To simulate the impact of these recommendations on improving access to maternal health, a methodology could be developed as follows:

1. Define the indicators: Identify key indicators that measure access to maternal health, such as the number of prenatal visits, percentage of women receiving adequate prenatal care, or the rate of skilled birth attendance.

2. Collect baseline data: Gather data on the current state of access to maternal health services in the target population. This can be done through surveys, interviews, or analysis of existing data sources.

3. Develop a simulation model: Create a mathematical or computational model that simulates the impact of the recommended interventions on the identified indicators. This model should take into account factors such as population size, geographical distribution, healthcare infrastructure, and the effectiveness of the interventions.

4. Input intervention parameters: Specify the parameters of the recommended interventions, such as the coverage of mHealth services, the number of community health workers deployed, or the capacity of the telemedicine system. These parameters should be based on realistic assumptions and available resources.

5. Run simulations: Use the simulation model to project the potential impact of the interventions over a specified time period. This can be done by varying the intervention parameters and observing the resulting changes in the indicators of access to maternal health.

6. Analyze results: Evaluate the simulation results to assess the effectiveness of the recommended interventions in improving access to maternal health.
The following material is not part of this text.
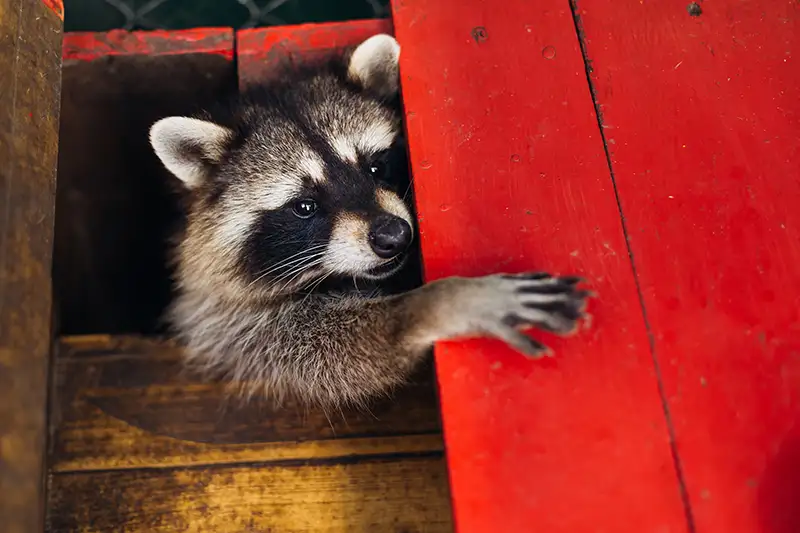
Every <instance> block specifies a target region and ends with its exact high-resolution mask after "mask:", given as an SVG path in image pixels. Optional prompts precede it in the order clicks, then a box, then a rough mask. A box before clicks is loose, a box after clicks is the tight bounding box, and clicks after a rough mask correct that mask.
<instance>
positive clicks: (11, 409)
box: [0, 0, 62, 533]
mask: <svg viewBox="0 0 800 533" xmlns="http://www.w3.org/2000/svg"><path fill="white" fill-rule="evenodd" d="M61 28H62V26H61V20H60V19H59V17H58V16H57V15H56V14H55V13H54V12H53V11H51V10H50V9H49V8H48V7H47V6H46V5H45V4H44V3H42V2H39V1H31V0H0V391H2V393H1V394H2V397H1V398H0V517H2V519H1V520H0V521H2V524H3V525H2V530H3V532H4V533H31V532H34V531H41V524H42V515H43V513H42V502H43V486H44V484H43V476H42V473H43V458H44V453H43V452H44V443H45V428H46V423H45V419H46V412H45V409H46V405H47V402H46V398H47V375H48V362H49V353H50V329H51V315H50V309H51V289H50V286H51V282H50V268H51V257H52V242H53V211H54V199H55V171H56V157H57V152H58V118H59V92H60V86H61V70H60V69H61Z"/></svg>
Identify the most impactful interventions and determine any potential trade-offs or limitations.

7. Refine and iterate: Based on the analysis, refine the simulation model and intervention parameters as needed. Repeat the simulation process to further optimize the interventions and estimate their long-term impact.

By following this methodology, policymakers and healthcare providers can gain insights into the potential benefits and challenges of implementing specific innovations to improve access to maternal health.